Wednesday, March 25, 2009

Pace Ladders

"Ladders" are a way of organizing the reps of your work sets so that some sets are easy and others may be gut-wrenchingly hard. The reps will generally ramp up from a relatively easy effort, to a peak, and then start over again. So, for example, suppose you were doing bench press work sets with 225lbs, instead of doing five sets of five, you might do ladders and your rep scheme might be: x2, x4, x6, x2, x4, x6, etc. The number of "rungs" on the ladder, or how many trips up the ladder may vary. Pavel Tsatsouline's description of ladders can be found at Clarence Bass' site - Pavel's Ladder

I've been experimenting with the use of ladders within a girevoy sport timed-set protocol and I think it will be a good way to break up the mental monotony of long timed sets. I don't know if it is a new idea for GS, but the "pace ladders" I have been experimenting with are ladders of different rep tempos within a given set. So, for example, if you were doing a 5:00 set of jerks, you might start out at a slow pace, move to a medium pace, then a fast pace, and back to a slow pace and begin the process again - all without setting down the weight or switching hands.

Last night, I did a pace ladder with kettlebell snatches, changing rep tempo every 30 seconds. I used the following three-rung ladder:

:30 = 3 reps (first rung)
:30 = 6 reps (second rung)
:30 = 10 reps (third rung)
:30 = 3 reps
:30 = 6 reps
:30 = 9 reps
(switch hands and repeat)

In successive training sessions, the goal may be to gradually add ladders, add rungs (like 12 reps, for example), or add weight. You may decide to change the tempo scheme as well. For a change of pace (pun intended), give pace ladders a try.
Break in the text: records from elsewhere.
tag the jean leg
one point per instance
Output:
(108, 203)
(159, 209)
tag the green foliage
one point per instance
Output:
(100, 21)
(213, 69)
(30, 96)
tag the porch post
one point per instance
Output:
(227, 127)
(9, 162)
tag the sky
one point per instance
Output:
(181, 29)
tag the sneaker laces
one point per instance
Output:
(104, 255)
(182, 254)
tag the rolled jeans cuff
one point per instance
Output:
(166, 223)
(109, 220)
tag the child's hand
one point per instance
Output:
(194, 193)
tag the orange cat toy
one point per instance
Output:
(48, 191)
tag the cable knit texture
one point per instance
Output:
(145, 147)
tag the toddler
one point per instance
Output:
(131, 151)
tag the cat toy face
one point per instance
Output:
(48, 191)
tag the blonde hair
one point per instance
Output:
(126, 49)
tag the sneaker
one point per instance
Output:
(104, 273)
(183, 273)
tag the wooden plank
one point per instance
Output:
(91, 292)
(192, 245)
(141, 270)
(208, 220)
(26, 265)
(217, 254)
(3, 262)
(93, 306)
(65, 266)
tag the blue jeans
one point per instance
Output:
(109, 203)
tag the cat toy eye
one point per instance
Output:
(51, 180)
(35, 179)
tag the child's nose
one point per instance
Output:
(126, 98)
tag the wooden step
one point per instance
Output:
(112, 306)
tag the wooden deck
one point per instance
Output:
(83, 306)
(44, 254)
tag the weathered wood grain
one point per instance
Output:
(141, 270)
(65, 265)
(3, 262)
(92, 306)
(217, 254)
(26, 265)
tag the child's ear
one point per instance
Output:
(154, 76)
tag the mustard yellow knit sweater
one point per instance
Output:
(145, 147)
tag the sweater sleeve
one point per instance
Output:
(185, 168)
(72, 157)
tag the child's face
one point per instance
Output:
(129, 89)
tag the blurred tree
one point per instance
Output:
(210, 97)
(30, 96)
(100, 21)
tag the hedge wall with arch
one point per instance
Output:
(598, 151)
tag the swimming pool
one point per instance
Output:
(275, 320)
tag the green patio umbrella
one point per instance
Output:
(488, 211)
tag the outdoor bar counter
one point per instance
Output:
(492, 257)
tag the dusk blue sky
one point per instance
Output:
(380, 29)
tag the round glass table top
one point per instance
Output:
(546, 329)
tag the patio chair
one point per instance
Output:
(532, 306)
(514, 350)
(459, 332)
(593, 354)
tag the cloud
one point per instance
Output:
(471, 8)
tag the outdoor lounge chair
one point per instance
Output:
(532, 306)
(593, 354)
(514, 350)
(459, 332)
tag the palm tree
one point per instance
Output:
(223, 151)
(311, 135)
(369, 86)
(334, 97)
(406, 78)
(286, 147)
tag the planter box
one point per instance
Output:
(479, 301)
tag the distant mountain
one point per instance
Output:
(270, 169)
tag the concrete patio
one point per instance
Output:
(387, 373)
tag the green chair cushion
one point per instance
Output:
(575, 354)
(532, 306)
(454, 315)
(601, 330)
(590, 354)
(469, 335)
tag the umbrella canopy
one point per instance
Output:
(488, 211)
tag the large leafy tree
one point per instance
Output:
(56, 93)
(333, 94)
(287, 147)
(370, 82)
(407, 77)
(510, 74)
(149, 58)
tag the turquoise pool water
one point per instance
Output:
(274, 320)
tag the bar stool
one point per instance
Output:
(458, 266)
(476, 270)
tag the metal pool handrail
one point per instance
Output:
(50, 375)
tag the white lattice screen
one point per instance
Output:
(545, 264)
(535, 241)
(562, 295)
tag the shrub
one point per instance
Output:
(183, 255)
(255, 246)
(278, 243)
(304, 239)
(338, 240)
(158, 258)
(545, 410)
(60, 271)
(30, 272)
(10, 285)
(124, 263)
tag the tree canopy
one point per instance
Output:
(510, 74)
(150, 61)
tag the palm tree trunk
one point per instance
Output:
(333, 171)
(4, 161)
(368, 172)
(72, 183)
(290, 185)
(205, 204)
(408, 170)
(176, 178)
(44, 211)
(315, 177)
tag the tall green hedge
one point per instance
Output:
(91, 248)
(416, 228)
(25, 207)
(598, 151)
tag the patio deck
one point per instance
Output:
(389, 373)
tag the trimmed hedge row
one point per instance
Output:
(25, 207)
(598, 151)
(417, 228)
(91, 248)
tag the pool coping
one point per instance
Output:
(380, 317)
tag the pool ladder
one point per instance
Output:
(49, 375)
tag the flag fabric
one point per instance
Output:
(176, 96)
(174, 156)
Related Article: How To Make CMS Rank in the Long Cycle by David Whitley


Ron Ipock said...

Boris, the ladders looks fun but I do not think they will do much for GS because the ladders favor your strengths (strength) and sidesteps your weakness (being stubborn enough to go ten minutes). For example, I believe you could go three minutes with 40kg kettlebells but I do not think that is going to get you closer to a full ten minute set.

What I mean is this: all of us who have trained hardstyle have the strength and the wind to go the distance, but lack the mental toughness.

Speaking for myself, after three minutes, every rep feels like the last one but there is always another rep in me. My failure resides in listening to myself and succumbing to the suggestion to stop the pain.

In sum, I guess I am trying to say those ladders are great for what they are--and I do plan on incorporating them as supplementary training--but I think nothing can replace the value of psychologically torturing yourself with longer sets

Boris said...

I think you are missing the point - they are not to be a substitute for time with the bells, just a way to organize/allocate your effort within the given time.

I don't consider 'strength' to be a strength for me particularly. Holding onto the bells is a weakness however and pacing myself will help me hold onto the bells longer, so, as long as I am doing longer sets, it will be working my weakness.

If you opted for shorter intervals (time w. bells in hands), you would indeed be cheating yourself.

Unknown said...

Thought you should check this out. Bulk is not an excuse for poor squatting form. So unfair :-)

Ron Ipock said...

Thanks for clarifying my misunderstanding. For what it is worth, I do pace ladders all the time...just not on purpose. I am currently working on maxing out a ten minute set with 100 reps. I will start out at 8rpm but after a while I get slower and lose heart. Then I kick figuratively kick myself and kick it back up a notch. So I do oscillate my cadences...just never by design.

Boris said...

Sure thing Ron. Yes, everyone's pace ebbs and flows throughout a long set - this is just a way to regulate that and force yourself to slow down or speed up.

That guy's squat looked fairly solid to me.

Unknown said...

Yup, that is what I am so envious about.